Commentary|Videos|May 29, 2026

A Framework for Palliative Care Integration in Cancer Care: Biren Saraiya, MD

Fact checked by: Christina Mattina

Early palliative care integration in oncology boosts symptom alleviation and quality of life, but access, workforce shortages, and institutional barriers slow referrals.

Palliative care is a continuum that every oncology professional already participates in, often without recognizing it, says Biren Saraiya, MD, medical oncologist and medical director, Office of Human Research Subjects, Rutgers Cancer Institute, in an interview with The American Journal of Managed Care® ahead of his presentation at the 2026 annual meeting of the American Society of Clinical Oncology.

Redefining Palliative Care: Primary vs Secondary

Saraiya defines palliative care by its root meaning, which is simply the alleviation of symptoms. Within that framework, he distinguishes 2 tiers. Primary palliative care is delivered by the treating team, including the surgeon managing postoperative pain, the radiation oncologist relieving bone pain, and the medical oncologist addressing anxiety and treatment decision fatigue. Secondary palliative care involves specialists equipped to escalate management when the primary team's capacity is exceeded. This includes patients with complex pain requiring escalating opioid regimens, those facing difficult decision-making around disease trajectory, or those carrying symptom burdens the oncology team cannot adequately control.

The argument for early integration of secondary palliative care is well-supported by a now-substantial evidence base. The journey began in lung cancer roughly 15 years ago, when a landmark randomized trial demonstrated that early integration not only improved symptom control and mood but also improved survival. Since then, studies have confirmed consistent benefits in symptom control and quality of life across multiple cancer types, even where survival gains remain disease-specific.

Three Barriers That Must Be Addressed

Saraiya identifies 3 interconnected obstacles to early palliative care in practice. The first is access and insurance coverage, as he explains that outpatient palliative care has historically been inadequately reimbursed. New Jersey's 2023 Medicaid law, which Saraiya helped advocate for, now mandates coverage for outpatient palliative care, but the gap persists for Medicare and privately insured patients nationally.
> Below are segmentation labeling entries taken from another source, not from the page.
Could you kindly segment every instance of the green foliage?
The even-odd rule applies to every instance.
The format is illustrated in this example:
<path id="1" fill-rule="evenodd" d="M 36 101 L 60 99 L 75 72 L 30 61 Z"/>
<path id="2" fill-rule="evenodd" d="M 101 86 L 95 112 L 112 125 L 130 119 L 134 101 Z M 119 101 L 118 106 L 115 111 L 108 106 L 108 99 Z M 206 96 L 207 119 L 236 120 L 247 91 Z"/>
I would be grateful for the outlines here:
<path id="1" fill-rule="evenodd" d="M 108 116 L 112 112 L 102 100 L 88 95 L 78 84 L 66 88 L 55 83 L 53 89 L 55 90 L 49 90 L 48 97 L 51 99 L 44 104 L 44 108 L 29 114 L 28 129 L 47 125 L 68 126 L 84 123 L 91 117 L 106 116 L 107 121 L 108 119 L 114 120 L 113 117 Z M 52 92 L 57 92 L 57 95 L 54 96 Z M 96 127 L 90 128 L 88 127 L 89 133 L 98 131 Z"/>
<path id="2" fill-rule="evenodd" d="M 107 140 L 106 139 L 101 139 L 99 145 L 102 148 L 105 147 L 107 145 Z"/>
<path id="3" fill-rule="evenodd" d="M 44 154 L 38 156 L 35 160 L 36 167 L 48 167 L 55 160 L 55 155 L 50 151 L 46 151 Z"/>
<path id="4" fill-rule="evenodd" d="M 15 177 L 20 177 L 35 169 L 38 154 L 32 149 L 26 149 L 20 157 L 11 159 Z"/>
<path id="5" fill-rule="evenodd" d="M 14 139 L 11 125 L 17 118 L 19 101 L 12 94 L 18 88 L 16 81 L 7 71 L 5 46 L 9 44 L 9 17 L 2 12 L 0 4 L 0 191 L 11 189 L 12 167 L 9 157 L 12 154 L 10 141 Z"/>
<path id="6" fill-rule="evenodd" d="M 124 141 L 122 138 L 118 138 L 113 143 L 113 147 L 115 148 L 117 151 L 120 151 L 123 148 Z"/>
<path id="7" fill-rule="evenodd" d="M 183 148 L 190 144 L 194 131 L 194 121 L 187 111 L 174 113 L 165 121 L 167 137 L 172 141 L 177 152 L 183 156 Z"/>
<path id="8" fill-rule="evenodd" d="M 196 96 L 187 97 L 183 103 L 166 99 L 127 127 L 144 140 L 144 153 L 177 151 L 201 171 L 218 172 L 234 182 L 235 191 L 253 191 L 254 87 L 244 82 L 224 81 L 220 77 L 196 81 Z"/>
The second barrier is the workforce, as there are simply not enough palliative care specialists to meet demand. Telehealth and remote palliative care visits offer partial solutions, particularly for geographically dispersed or immobile patients. The third is institutional, as health systems under productivity pressure may fail to grow or sustain palliative care teams unless those teams are utilized in ways that demonstrate measurable value. Oncologists partnering with palliative care services to ensure appropriate referral volume is one lever for sustaining programmatic capacity.